After years of building security programs, here's the stack that reduces phishing risk in practice — not just on paper.

Technical Controls

  • Email filtering and sandboxing: Deploy a secure email gateway that detonates attachments and inspects URLs. This catches the bulk of commodity phishing.
  • DMARC, DKIM, and SPF: Properly configured email authentication prevents attackers from spoofing your domain. CISA has published clear guidance on implementing these protocols.
  • Phishing-resistant MFA: FIDO2 security keys or passkeys are immune to AiTM attacks because authentication is bound to the legitimate domain. Push notifications and SMS codes are not phishing-resistant.
  • Zero trust architecture: Assume breach. Verify every access request regardless of network location. Microsegmentation limits lateral movement after an initial compromise.
  • Browser isolation: Renders web content in a remote container so even if a user clicks a malicious link, the payload never reaches the endpoint.

Human Controls

  • Phishing simulation programs: Regular, realistic phishing simulations train your employees to recognize attacks under pressure. Not once a year — monthly at minimum. Our phishing awareness training for organizations provides structured simulation programs built around current attack techniques.
  • Security awareness training: Broad-based training that covers social engineering, credential theft, ransomware, and safe browsing habits. Your entire workforce needs a baseline understanding. Our cybersecurity awareness training program covers these fundamentals with practical, scenario-driven content.
  • Clear reporting culture: Make it easy and consequence-neutral for employees to report suspicious emails. Every unreported phishing email is a missed detection opportunity. The fastest way to stop a campaign is having five employees report it in the first ten minutes.

Process Controls

  • Out-of-band verification: Any request for a wire transfer, credential change, or sensitive data must be verified through a separate communication channel. Call the requester at a known phone number. Every time.
  • Least privilege access: Limit what a compromised account can reach. If a phished employee only has access to their own files, the blast radius shrinks dramatically.
  • Incident response playbook: Have a documented, rehearsed plan for phishing incidents. Who pulls the email from other inboxes? Who resets credentials? Who notifies affected parties? If you're figuring this out during an active incident, you've already lost time.

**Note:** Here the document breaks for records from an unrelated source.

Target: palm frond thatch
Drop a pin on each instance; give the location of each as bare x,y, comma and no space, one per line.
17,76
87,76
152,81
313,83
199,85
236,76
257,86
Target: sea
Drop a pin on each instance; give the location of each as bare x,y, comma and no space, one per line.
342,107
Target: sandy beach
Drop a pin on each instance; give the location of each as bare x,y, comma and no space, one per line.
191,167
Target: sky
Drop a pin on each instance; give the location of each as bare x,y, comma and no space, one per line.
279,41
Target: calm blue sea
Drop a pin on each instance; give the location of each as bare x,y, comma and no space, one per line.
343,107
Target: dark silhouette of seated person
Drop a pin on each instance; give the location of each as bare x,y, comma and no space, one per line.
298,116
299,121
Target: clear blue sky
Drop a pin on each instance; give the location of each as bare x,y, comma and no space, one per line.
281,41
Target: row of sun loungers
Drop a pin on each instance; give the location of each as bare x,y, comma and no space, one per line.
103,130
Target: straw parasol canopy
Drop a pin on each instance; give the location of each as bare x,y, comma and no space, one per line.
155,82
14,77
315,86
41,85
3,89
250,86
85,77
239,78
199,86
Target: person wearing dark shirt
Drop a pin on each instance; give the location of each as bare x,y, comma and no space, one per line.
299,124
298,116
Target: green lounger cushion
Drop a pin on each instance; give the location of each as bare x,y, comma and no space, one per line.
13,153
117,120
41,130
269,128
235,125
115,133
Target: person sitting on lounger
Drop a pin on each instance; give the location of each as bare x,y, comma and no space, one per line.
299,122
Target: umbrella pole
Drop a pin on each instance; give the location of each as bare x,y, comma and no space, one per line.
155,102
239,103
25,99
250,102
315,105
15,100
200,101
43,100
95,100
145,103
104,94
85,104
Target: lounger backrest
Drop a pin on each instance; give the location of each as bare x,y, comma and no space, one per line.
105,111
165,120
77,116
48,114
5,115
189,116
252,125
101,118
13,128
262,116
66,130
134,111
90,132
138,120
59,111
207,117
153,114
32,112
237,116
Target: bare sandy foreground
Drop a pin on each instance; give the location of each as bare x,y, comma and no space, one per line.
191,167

This question comes up constantly. Here's the immediate response checklist I give every client:

  • Disconnect from the network — Wi-Fi and ethernet. Don't power off the device; you may destroy forensic evidence.
  • Change your password immediately from a different, known-clean device. If you entered credentials on a phishing page, assume they're compromised.
  • Revoke active sessions in your email and cloud applications. Changing a password doesn't kill an existing session token.
  • Report to your IT/security team with the exact email, URL, and what actions you took. Speed matters — they need to check if other employees received the same email.
  • Monitor your accounts for unusual activity over the following 30 days. Watch for forwarding rules silently added to your email — a common post-compromise persistence technique.

Phishing Isn't Going Away — But Your Risk Doesn't Have to Stay the Same

Every year the lures get better. AI-generated phishing text is now indistinguishable from legitimate business communication. Deepfake video calls are no longer science fiction — they're active attack tools. QR code phishing bypasses email security filters entirely.

But here's what I've seen consistently: organizations that combine phishing-resistant technical controls with ongoing, realistic phishing awareness training reduce their click rates by 60-80% within six months. The attacks don't stop. The success rate does.

Understanding what is phishing is the first step. Building a culture where every employee acts as a sensor — recognizing, pausing, and reporting — is what actually moves the needle. Pair that with comprehensive security awareness training, enforce phishing-resistant MFA, implement zero trust principles, and verify every sensitive request out of band.

The threat actors only need one person to click. Your job is to make sure that person doesn't work for you.